When discovering new drugs, or understanding fundamental cell biology, most cells are studied whilst attached to tissue culture plastic (adherent cells). Ideally, researchers would just take cells out of the freezer, thaw them, and then use them. However, current cryopreservation technologies only allow cells to be stored in suspension – researchers must thaw, and then grow, the cells for 7 -14 days before use. This is inefficient and means researchers and industry spend more time growing the cells, than studying them.
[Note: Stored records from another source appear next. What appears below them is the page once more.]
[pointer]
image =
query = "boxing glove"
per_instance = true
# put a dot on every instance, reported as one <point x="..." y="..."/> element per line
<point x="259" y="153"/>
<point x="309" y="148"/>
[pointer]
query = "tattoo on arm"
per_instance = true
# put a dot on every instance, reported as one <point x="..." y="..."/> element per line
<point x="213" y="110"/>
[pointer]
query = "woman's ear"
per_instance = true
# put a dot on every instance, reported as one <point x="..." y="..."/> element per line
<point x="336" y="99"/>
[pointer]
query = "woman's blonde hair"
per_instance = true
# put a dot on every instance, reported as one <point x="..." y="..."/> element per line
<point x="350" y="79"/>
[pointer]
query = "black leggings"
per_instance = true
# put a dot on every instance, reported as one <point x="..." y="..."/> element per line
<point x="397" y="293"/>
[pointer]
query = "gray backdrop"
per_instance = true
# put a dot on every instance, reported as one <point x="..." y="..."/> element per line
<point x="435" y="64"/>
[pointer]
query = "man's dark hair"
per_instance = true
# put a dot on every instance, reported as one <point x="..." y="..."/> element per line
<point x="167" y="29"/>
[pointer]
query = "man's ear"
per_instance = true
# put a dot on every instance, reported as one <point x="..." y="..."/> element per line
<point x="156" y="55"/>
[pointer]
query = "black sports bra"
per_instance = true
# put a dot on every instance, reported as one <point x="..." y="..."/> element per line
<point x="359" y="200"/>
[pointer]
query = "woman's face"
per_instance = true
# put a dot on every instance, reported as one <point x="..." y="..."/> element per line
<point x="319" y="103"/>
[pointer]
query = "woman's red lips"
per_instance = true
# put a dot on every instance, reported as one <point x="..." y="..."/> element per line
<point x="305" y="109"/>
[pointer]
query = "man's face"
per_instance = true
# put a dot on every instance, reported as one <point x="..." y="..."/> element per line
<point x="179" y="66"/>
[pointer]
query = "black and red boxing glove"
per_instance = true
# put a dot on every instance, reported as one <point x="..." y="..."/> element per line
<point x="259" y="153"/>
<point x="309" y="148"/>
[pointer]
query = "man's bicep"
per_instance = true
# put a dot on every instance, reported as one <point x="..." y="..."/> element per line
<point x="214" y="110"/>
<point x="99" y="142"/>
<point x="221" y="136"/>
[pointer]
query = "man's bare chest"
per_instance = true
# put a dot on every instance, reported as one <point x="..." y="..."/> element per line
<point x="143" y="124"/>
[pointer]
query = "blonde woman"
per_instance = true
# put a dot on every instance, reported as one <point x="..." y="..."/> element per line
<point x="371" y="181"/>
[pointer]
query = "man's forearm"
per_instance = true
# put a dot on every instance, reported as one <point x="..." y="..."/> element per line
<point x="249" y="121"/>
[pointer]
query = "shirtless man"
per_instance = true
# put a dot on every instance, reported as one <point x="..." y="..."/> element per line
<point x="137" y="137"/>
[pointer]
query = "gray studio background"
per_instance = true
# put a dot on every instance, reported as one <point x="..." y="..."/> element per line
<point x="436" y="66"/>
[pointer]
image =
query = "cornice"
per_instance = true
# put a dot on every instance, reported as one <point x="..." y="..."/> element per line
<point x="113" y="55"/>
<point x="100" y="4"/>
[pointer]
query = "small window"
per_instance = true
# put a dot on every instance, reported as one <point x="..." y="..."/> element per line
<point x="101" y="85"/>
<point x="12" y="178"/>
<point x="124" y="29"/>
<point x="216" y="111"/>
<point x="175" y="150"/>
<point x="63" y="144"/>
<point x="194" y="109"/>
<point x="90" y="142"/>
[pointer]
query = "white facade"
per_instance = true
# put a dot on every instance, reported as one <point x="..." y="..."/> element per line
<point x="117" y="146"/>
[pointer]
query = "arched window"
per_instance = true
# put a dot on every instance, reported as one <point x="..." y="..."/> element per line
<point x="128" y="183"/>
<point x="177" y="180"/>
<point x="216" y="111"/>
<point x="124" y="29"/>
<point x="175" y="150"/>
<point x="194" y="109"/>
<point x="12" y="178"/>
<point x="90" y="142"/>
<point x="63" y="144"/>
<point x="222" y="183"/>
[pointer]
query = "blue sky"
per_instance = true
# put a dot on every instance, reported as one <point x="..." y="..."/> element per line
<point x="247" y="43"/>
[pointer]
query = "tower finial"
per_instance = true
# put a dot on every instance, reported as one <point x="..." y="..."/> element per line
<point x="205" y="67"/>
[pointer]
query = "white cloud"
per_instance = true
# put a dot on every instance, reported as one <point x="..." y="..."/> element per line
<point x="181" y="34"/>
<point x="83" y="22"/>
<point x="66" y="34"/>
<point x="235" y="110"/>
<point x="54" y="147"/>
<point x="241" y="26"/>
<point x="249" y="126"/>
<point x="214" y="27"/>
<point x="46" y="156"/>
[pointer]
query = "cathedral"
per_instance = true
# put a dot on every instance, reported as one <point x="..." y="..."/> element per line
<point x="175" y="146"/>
The GibsonGroup, working with Cryologyx, have solved this long-standing problem using their macromolecular cryoprotectant technology – CryoShield™. The cryoprotectants protects the cells against cold stress, meaning the cells can be taken from the freezer, thawed and in less than 24 hours rather than the two weeks currently required, then are ready to use.
This impressive data represents a step-change in cryopreservation and will facilitate the discovery of new drugs, identify toxic compounds, screen for viruses and much more. This work has been supported by a European Research Council Proof of Concept grant awarded to Professor Matthew Gibson, to translate their team’s research from the lab to industry, as well as by InnovateUK, the Biotechnology and Biological Sciences Research Council and Cryologyx Ltd.
Professor Matthew Gibson who holds a joint appointment between the Department of Chemistry and Warwick Medical School at the University of Warwick and is a co-founder of Cryologyx comments:
“Cryopreservation is fundamental to so much modern bioscience and medicine but using current technologies, once you thaw the cells you can spend two weeks working before you actually get your data. We have a mission to make the process easier - so you can decide to do an experiment on Monday, and have the data by the end of Tuesday. This would save costs and time in drug discovery.
“Our core technology are macromolecular cryoprotectants – polymers which protect the cells from cold stress. We are really excited to be able to do the science, but also translate this into our spin-out company who are developing the assay-ready cells.”
Dr Thomas Congdon who is CEO and co-founder of Cryologyx says: “CryoLogyx works directly with cell biologists, in university research groups, start-ups and SMEs, to large biotech and pharma companies. Across the board they are excited at the potential that cryopreserved cell monolayers have for accelerating research and revolutionising how they work and what they can achieve in the lab.
“We are incredibly proud to collaborate on the research being carried out at University of Warwick. This work shows that three of the most used cell lines in the world can be made truly assay-ready. It is a great achievement with the potential to save researchers incalculable hours in lab and reduces the cost of drug discovery programmes by tens, if not hundreds, of millions of pounds.”